A new challenge for Moderating on Ethereum World - Who the heck is Minami Yamada?

@sheldrake This invitation has happened. If you follow the transparency log as well as comments I made below a post of the person.

@RyanLynnWells: I agree this is a difficult call and context is required and also in a geographic sense.

My judgement here was the one of a moderator that had such additional information “in context”: The specific profile has a history of posting out of context content, including a post I commented on in this topic. In the real post no black bars were not present…

In my opinion the profile was testing “what is possible” and also test the borders between “freedom of speech” and “freedom of attention”.

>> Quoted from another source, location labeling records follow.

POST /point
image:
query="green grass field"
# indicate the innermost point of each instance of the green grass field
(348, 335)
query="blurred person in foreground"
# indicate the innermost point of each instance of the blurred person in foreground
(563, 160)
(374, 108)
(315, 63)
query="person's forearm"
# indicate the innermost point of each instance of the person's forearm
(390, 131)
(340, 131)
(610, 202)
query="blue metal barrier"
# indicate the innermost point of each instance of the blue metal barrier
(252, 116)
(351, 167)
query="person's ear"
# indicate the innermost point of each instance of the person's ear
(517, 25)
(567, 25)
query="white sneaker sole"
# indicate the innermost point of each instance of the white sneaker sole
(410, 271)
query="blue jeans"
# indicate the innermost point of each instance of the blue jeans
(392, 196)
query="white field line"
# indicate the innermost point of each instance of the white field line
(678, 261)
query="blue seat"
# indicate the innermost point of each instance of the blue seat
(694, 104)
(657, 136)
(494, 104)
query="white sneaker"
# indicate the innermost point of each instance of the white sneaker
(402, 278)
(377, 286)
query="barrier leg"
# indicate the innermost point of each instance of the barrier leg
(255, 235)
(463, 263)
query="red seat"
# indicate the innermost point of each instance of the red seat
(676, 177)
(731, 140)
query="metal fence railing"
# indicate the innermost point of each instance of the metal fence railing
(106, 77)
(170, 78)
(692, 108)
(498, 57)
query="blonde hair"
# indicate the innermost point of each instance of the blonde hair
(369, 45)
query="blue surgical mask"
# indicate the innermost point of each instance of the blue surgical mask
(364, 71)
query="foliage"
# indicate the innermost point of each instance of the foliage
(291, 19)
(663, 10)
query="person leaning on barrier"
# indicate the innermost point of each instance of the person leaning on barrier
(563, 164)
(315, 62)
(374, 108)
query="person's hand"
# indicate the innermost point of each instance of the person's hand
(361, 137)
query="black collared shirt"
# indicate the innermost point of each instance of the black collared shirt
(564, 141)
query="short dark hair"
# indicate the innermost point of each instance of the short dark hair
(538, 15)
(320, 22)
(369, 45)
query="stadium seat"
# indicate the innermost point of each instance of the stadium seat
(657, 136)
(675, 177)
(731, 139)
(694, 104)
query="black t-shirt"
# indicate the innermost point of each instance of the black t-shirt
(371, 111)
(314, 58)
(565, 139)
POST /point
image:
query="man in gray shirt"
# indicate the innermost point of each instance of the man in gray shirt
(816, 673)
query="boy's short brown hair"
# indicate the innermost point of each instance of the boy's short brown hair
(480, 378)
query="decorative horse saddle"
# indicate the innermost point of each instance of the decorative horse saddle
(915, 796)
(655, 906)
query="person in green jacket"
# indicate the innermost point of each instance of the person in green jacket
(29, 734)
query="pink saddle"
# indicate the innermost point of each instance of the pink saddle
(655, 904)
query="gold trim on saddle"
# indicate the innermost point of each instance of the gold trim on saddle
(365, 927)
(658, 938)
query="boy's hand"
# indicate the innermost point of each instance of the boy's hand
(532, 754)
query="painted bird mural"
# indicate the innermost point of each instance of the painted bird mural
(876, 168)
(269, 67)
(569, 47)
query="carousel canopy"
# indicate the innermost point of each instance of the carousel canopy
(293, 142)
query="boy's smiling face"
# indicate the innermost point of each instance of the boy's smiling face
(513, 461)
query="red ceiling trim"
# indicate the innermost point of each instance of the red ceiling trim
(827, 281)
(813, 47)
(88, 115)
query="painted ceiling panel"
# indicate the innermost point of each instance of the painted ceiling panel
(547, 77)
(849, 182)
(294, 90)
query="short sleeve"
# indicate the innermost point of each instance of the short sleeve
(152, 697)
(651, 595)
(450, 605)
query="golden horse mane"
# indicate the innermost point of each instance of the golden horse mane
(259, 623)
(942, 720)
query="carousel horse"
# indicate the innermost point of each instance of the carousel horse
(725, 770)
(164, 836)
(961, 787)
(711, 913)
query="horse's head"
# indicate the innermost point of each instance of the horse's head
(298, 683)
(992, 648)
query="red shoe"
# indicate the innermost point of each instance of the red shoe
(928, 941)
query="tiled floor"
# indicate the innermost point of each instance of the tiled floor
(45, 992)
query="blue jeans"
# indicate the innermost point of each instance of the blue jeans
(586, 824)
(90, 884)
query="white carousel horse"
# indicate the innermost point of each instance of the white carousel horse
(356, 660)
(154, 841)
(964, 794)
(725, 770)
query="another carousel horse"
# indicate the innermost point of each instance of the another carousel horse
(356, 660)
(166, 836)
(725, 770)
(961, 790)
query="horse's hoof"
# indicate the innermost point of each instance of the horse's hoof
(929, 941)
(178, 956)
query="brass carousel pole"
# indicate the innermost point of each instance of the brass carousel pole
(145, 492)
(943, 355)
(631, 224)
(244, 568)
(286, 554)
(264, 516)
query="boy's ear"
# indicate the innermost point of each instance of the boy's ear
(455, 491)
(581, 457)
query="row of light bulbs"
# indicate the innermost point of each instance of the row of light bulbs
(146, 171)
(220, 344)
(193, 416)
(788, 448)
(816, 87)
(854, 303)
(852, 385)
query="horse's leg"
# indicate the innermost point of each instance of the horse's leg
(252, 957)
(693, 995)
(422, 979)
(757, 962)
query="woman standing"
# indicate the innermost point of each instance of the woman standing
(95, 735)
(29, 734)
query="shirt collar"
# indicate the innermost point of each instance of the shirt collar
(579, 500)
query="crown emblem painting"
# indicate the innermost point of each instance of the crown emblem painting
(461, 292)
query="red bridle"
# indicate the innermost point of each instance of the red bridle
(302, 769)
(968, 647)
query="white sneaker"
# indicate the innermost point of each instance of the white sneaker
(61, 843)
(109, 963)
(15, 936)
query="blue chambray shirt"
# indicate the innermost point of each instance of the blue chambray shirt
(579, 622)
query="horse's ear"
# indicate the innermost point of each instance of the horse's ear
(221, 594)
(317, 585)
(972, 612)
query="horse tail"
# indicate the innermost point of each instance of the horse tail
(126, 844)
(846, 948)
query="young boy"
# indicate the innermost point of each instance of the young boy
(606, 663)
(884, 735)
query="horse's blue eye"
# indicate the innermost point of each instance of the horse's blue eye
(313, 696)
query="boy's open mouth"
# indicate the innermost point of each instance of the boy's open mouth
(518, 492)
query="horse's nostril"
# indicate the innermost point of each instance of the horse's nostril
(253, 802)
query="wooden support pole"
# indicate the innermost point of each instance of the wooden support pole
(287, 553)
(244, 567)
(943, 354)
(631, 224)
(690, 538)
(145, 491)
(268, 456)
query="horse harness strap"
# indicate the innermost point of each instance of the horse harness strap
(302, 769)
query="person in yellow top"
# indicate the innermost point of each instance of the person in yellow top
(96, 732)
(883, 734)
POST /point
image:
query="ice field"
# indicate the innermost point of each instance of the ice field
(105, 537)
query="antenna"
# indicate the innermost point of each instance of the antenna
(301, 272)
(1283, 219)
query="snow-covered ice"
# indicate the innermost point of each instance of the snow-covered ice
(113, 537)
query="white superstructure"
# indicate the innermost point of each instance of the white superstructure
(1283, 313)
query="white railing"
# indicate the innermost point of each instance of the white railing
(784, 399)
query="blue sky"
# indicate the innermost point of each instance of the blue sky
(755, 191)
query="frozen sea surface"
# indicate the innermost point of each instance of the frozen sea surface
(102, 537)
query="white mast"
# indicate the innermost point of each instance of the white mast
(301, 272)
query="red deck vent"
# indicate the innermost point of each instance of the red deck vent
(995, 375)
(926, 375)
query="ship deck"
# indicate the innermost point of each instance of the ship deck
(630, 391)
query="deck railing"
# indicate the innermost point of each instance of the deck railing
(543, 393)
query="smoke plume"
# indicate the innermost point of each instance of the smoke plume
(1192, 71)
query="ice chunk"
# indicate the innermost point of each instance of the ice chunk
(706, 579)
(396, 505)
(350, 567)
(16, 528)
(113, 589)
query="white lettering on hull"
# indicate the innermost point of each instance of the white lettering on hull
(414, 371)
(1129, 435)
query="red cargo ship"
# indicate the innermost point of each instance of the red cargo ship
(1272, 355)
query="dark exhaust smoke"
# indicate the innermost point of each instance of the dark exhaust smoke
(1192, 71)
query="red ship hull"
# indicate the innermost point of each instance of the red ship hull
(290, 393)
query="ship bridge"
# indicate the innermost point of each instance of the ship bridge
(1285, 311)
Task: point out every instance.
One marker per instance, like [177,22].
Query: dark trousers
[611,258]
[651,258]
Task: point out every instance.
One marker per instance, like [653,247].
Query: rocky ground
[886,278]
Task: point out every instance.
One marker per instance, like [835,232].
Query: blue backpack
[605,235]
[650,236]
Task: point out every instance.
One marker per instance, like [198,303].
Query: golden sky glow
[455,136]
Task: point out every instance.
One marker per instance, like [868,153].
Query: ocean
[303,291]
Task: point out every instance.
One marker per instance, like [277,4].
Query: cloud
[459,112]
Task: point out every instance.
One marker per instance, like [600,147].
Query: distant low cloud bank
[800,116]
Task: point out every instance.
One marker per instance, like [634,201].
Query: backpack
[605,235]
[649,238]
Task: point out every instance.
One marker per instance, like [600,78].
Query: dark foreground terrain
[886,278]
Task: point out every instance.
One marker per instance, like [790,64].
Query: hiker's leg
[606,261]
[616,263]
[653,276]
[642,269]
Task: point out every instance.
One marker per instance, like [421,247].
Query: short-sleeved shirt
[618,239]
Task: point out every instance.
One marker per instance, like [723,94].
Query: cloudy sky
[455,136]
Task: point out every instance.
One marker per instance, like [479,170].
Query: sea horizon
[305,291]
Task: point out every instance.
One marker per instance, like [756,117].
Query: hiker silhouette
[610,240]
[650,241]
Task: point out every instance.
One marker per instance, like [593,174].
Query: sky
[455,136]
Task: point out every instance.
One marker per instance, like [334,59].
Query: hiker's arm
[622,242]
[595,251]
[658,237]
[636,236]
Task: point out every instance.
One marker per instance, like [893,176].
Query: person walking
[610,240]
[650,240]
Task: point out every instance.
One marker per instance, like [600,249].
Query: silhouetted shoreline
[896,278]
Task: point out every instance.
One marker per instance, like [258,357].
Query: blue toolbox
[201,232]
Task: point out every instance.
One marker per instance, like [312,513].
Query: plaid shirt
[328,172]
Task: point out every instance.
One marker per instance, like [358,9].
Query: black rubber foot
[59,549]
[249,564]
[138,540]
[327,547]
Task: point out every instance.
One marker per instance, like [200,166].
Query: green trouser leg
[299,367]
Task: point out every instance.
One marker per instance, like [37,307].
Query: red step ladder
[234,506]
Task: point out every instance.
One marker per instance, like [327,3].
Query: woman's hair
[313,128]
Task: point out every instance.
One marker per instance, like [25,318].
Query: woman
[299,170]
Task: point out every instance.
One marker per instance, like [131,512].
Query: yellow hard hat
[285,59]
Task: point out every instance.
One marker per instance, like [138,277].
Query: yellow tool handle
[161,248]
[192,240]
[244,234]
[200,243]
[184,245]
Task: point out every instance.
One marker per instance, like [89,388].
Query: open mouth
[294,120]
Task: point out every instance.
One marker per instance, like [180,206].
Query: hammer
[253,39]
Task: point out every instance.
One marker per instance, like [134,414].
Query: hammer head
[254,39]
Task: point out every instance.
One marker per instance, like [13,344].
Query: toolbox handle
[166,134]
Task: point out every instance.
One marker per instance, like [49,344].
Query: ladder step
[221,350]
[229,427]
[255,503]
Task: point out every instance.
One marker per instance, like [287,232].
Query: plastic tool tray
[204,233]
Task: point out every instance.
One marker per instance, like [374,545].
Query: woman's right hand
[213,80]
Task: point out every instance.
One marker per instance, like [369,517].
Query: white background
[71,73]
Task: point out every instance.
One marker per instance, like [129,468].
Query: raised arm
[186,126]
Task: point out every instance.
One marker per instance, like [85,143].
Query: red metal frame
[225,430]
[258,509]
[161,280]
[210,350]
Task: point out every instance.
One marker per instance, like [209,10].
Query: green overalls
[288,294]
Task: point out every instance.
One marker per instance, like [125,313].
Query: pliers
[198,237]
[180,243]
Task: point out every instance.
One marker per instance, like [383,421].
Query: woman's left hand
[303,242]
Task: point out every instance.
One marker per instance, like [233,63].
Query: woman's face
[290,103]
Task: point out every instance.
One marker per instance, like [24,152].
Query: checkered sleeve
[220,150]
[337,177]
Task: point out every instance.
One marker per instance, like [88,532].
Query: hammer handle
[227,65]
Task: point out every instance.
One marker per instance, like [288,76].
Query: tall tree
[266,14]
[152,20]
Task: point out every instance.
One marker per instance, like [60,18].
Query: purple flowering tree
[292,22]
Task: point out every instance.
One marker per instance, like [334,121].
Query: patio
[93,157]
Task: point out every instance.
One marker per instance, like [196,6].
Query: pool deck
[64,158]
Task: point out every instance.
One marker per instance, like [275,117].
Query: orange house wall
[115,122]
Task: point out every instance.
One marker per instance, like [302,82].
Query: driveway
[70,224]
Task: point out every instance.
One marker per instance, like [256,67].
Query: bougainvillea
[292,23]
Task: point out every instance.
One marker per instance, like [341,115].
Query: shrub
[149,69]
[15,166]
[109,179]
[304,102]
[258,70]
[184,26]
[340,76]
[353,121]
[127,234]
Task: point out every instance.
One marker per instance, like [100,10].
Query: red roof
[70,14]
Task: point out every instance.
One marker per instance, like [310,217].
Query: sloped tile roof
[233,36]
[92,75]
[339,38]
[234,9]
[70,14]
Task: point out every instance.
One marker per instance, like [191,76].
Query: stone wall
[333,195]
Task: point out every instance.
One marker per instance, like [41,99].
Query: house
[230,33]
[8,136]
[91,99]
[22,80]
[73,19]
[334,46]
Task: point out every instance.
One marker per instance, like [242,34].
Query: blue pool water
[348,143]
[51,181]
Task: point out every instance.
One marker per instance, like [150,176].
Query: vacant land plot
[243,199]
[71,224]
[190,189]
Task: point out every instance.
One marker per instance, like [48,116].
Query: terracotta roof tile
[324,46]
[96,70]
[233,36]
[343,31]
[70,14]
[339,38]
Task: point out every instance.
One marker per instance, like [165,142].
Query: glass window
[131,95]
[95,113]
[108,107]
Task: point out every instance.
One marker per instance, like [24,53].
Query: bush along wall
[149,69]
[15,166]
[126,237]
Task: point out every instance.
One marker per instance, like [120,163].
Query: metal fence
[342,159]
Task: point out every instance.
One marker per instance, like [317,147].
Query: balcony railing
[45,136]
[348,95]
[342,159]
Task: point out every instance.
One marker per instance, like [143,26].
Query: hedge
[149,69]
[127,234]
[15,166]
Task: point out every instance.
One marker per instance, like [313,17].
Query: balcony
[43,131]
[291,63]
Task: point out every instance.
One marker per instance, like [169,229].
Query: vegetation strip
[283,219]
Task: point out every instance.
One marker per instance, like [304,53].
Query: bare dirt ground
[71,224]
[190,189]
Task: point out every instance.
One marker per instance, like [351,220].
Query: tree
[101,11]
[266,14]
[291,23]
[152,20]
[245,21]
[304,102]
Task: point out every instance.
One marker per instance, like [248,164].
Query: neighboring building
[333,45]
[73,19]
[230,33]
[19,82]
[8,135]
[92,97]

Lacking any contextual information removing the lingerie post is clearly border line. With additional information I felt compelled that the post was “spammy”, “not adding value”, “testing the limits”.

As we evolve Ethereum world we need to look at several aspects:

  • We need to continue to have meta discussion and evolve the Code of Conduct and Values this community stands for.
  • We need to continue to ask ourselves what brings value to the community and what not and how we can both help participants to filter to content that they find valuable as well as agree what content is generally falling into the “valuable” and not "valuable category.

In the longer term future I would believe such instances of the AKASHA Framework to become more specialized and combine moderation and curation in a way that clearly defines what a world shall be focussed at and what not.

Today, with only one world there’s no place to go. But in the future the lingerie posts may simply move to a lingerie channel, or better a lingerie world.